2 Miami-Dade and 1 Broward resident charged in $12 million bank fraud scheme

MIAMI - Three South Florida residents were indicted on bank fraud related charges in connection with a $12 million scheme following a joint investigation by U.S. Immigration and Customs Enforcement (ICE) Office of Homeland Security Investigations in Miami, U.S. Secret Service and the City of Miami Police Department.

The indictment charges Richard Garcia, 29, a loan officer at Wachovia Bank, of Miami, Berta Sanders, 61, a certified public accountant, of Miami Lakes, Fla., and Luis Felipe Perez, 38, a former jewelry business owner, of Fort Lauderdale, Fla., with conspiracy to commit bank fraud.

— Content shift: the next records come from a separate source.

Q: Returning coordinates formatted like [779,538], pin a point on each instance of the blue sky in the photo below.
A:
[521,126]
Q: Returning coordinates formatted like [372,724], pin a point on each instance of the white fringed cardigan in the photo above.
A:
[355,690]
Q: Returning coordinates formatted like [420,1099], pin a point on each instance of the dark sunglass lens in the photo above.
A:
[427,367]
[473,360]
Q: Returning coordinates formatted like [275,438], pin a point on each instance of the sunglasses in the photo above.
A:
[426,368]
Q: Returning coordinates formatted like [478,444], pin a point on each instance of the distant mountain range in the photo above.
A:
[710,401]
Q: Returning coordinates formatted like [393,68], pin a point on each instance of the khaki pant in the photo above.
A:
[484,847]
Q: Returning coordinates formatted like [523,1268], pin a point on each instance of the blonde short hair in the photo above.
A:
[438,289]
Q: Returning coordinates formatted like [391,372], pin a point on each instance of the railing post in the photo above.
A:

Garcia was also charged with six counts of receiving gifts to procure loans.

The indictment is spin-off from an investigation by ICE special agents in Miami that resulted in the June arrest of Luis Felipe Perez, who was criminally charged with securities fraud in a $40 million Ponzi scheme.

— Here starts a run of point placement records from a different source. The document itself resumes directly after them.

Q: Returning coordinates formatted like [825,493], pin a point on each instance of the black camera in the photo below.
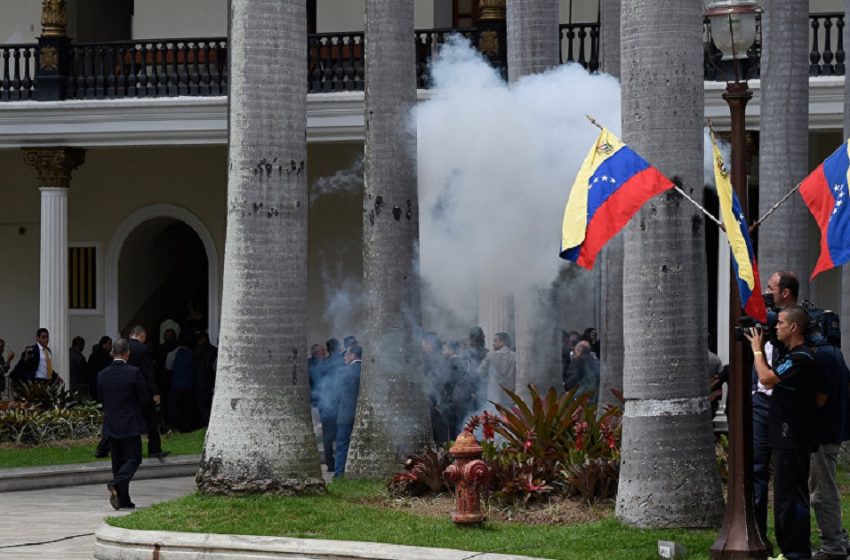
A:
[745,323]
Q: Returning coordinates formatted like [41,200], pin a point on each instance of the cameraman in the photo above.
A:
[791,429]
[784,287]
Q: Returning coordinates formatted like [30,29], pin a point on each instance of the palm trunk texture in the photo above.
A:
[667,472]
[260,437]
[392,418]
[784,139]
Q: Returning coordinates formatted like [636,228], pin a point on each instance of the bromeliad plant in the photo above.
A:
[552,444]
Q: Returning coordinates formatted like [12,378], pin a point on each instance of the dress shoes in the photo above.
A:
[114,499]
[159,454]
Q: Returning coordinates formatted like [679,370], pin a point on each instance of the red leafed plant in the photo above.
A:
[423,473]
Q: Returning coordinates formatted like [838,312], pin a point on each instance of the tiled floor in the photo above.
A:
[36,516]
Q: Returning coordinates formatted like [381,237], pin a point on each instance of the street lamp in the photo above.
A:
[733,30]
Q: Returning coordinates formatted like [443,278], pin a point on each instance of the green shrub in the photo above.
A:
[549,445]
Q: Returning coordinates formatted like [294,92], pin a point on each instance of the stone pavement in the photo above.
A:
[48,515]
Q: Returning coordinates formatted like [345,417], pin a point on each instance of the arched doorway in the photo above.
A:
[161,264]
[162,275]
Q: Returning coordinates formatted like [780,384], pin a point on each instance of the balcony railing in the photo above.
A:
[198,67]
[17,72]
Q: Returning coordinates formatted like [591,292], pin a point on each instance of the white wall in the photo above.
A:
[155,19]
[20,22]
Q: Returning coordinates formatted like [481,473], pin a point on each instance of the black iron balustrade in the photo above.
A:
[17,72]
[580,43]
[827,55]
[826,58]
[155,68]
[198,67]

According to the indictment, from approximately November 2005 through March 2008, Garcia, Sanders and Perez conspired to submit false loan applications to Wells Fargo Bank, formerly known as Wachovia Bank, for the purpose of obtaining approximately $12 million in commercial lines of credit.

To execute the scheme, Sanders promoted herself as someone who could help borrowers get approval for the lines of credit by preparing their loan applications.

Sanders allegedly prepared loan applications on behalf of the borrowers, which contained false information about the borrower's business income, assets, and accounts receivable. Sanders also prepared false tax returns, bank statements and personal financial statements in connection with the line of credit applications.

Garcia is alleged to have assisted Sanders in processing these fraudulent loans on behalf of the borrowers, and advised Sanders as to what information in the applications needed to be falsified to secure bank approval for the loans.

Additionally, it is alleged that for compensation in preparing the false loan applications that were submitted to Wachovia Bank, the borrowers paid Sanders a fee of approximately 10 percent of the loan amount. Sanders then paid a portion of these fees to Garcia as compensation for his assistance in preparing and processing the fraudulent applications.

Perez is alleged to have recruited many borrowers and referred them to Sanders for assistance in applying for the commercial lines of credit. Perez induced many of these individuals to obtain loans in order to invest the proceeds in a separate business venture he controlled.

During this scheme, Garcia, Sanders and Perez conspired to obtain approximately $12 million in lines of credit from Wachovia Bank, which resulted in approximately $10 million in losses to the bank.

The case is being prosecuted by Assistant U.S. Attorneys Andrew K. Levi and Richard Gregorie.